The investigation began in March 2011, when detectives and agents from the Camden High-Intensity Drug Trafficking Area (HIDTA) Task Force and the Burlington County Prosecutor's Office seized two packages from a mail facility in Marlton, NJ, allegedly destined for receipt by Andrew Davis and Marsha G. Bernard, 32, of Cherry Hill, NJ. Each package contained four kilograms of cocaine.
In December 2012, both Andrew and Kemar Davis traveled to Jamaica. Andrew remained in Jamaica, but he allegedly continued to control the drug ring's activities by directing Kemar and others. Kemar returned to the US and oversaw the shipment of kilogram quantities of cocaine from California to New Jersey. Bernard and other defendants allegedly received the drugs and distributed them to drug traffickers in New Jersey, under the direction of the Davis brothers. Most of the purchasers bought kilogram quantities of cocaine from the Davis organization. Bernard allegedly handled the drug proceeds, sending them to Andrew Davis in Jamaica and Kemar Davis in California.
Over the course of the investigation, detectives documented meetings allegedly involving the transfer of multiple kilograms of cocaine among Bernard and the following additional defendants:
• Shellyann A. Brown, 34, of Trenton,
• Sidonie S. McLeod, 28, of Cherry Hill,
• James C. McBride, 41, of Mount Laurel,
• Angel R. Rivera, 33, of Vineland, and
• Juan M. Cortez 41, of Vineland.
On March 11, 2013, Rivera and Cortez were arrested after investigators observed Bernard deliver a package containing approximately one kilogram of cocaine to them in Cherry Hill. They allegedly hid the cocaine in a secret compartment in Rivera's vehicle. A stolen handgun was later recovered from Rivera's residence.

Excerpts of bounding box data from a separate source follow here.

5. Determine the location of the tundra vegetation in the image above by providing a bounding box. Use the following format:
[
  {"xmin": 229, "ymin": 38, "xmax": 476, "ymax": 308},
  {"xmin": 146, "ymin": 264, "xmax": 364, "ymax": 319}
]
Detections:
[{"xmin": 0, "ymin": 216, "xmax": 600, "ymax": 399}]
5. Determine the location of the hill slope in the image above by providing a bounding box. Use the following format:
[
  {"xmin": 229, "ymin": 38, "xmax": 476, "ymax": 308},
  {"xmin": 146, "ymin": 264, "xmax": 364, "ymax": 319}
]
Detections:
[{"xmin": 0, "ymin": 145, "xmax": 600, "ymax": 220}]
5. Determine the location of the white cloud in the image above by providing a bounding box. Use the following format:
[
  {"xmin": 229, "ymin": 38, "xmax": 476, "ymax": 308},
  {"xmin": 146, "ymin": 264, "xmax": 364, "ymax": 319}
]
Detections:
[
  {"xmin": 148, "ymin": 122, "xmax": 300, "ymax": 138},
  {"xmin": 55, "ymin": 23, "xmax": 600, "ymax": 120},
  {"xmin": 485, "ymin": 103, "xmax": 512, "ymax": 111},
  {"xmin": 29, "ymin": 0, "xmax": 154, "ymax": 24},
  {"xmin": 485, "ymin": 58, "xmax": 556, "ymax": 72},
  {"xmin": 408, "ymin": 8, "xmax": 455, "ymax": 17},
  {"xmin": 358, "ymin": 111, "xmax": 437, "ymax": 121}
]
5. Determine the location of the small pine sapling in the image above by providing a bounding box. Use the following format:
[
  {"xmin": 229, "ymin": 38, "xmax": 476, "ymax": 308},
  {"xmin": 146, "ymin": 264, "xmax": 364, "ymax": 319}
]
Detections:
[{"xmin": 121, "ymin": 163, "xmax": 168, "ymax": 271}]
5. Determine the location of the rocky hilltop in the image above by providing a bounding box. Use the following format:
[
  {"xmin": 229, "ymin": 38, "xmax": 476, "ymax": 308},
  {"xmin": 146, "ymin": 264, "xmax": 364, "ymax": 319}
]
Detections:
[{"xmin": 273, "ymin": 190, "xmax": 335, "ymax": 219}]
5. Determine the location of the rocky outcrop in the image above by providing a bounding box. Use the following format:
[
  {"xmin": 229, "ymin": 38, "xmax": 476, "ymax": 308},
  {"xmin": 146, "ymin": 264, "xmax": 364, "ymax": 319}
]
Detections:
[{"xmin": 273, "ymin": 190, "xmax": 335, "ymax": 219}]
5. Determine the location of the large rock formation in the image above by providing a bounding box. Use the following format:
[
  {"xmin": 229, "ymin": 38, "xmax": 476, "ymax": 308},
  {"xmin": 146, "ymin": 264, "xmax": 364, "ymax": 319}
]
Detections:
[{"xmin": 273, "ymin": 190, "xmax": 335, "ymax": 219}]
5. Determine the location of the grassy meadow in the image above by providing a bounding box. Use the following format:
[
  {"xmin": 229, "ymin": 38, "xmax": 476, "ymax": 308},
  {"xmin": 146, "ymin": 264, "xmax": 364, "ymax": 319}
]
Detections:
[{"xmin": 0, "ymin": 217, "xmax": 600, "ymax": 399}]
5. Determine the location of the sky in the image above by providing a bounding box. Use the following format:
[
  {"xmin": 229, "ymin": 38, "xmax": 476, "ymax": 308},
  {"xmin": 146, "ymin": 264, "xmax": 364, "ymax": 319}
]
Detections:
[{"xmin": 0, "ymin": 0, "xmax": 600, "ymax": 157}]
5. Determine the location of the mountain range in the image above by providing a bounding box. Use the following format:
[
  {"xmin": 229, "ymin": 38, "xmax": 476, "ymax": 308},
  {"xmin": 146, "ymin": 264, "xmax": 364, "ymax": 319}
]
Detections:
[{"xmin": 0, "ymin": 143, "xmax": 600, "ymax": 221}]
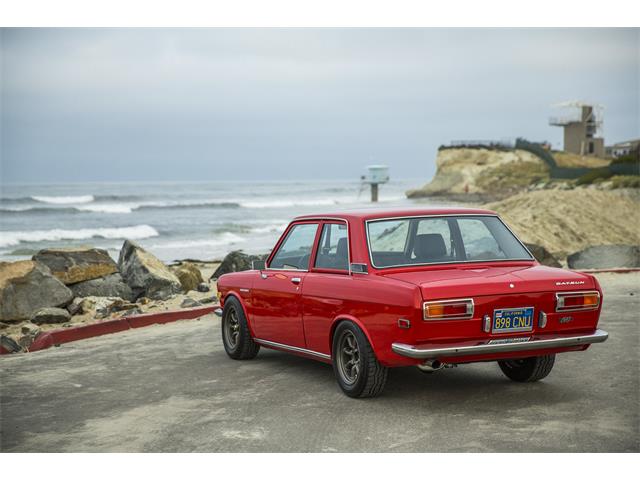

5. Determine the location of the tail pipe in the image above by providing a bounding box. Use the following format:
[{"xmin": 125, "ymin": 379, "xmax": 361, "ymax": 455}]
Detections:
[{"xmin": 418, "ymin": 360, "xmax": 444, "ymax": 372}]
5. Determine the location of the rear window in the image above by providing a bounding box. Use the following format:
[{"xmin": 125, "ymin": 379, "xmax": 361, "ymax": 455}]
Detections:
[{"xmin": 367, "ymin": 215, "xmax": 533, "ymax": 268}]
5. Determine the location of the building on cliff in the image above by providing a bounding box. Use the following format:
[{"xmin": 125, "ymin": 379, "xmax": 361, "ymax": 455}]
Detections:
[{"xmin": 549, "ymin": 101, "xmax": 605, "ymax": 158}]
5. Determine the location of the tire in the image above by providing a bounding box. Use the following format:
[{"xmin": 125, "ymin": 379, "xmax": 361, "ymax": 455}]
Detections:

On March 15, 2013, State Police detectives and DEA agents coordinated additional arrests in Operation Next Day Air as a significant shipment of cocaine arrived from California. The execution of multiple search and arrest warrants in Cherry Hill and Mt. Laurel resulted in the arrests of Bernard, Brown, McLeod, and McBride. McLeod and McBride were arrested in Cherry Hill after McLeod allegedly delivered three kilograms of cocaine to McBride, which were seized by the State Police. That same day, DEA agents arrested Kemar Davis in Los Angeles, California. Another defendant, Hioka N. Myrie, 33, of Philadelphia, surrendered to detectives on May 14, 2013. Andrew Davis was arrested in Los Angeles on September 16, 2013 by members of the US Marshals Fugitive Task Force.
One identified fugitive and five unidentified defendants also are charged in the indictment. Because those defendants are being sought by law enforcement, no information is being released on them.
Fourteen of the fifteen defendants, are charged with first-degree conspiracy and first-degree distribution of cocaine. Andrew Davis, Kemar Davis, Bernard, and McLeod also are charged with first-degree money laundering. Rivera is charged with second-degree possession of a weapon as a convicted felon.
The first-degree charge of leading a narcotics trafficking network carries a sentence of 25 years to life in state prison and a fine of up to $750,000. The other first-degree charges carry a sentence of 10 to 20 years in state prison and criminal fines of up to $500,000 for the money laundering and cocaine distribution charges, and up to $200,000 for the conspiracy charge. The second-degree charge of possession of a gun as a convicted felon carries a sentence of up to 10 years in state prison, including five years of mandatory parole ineligibility, and a fine of up to $150,000.
The indictment is merely an accusation and the defendants are presumed innocent until proven guilty.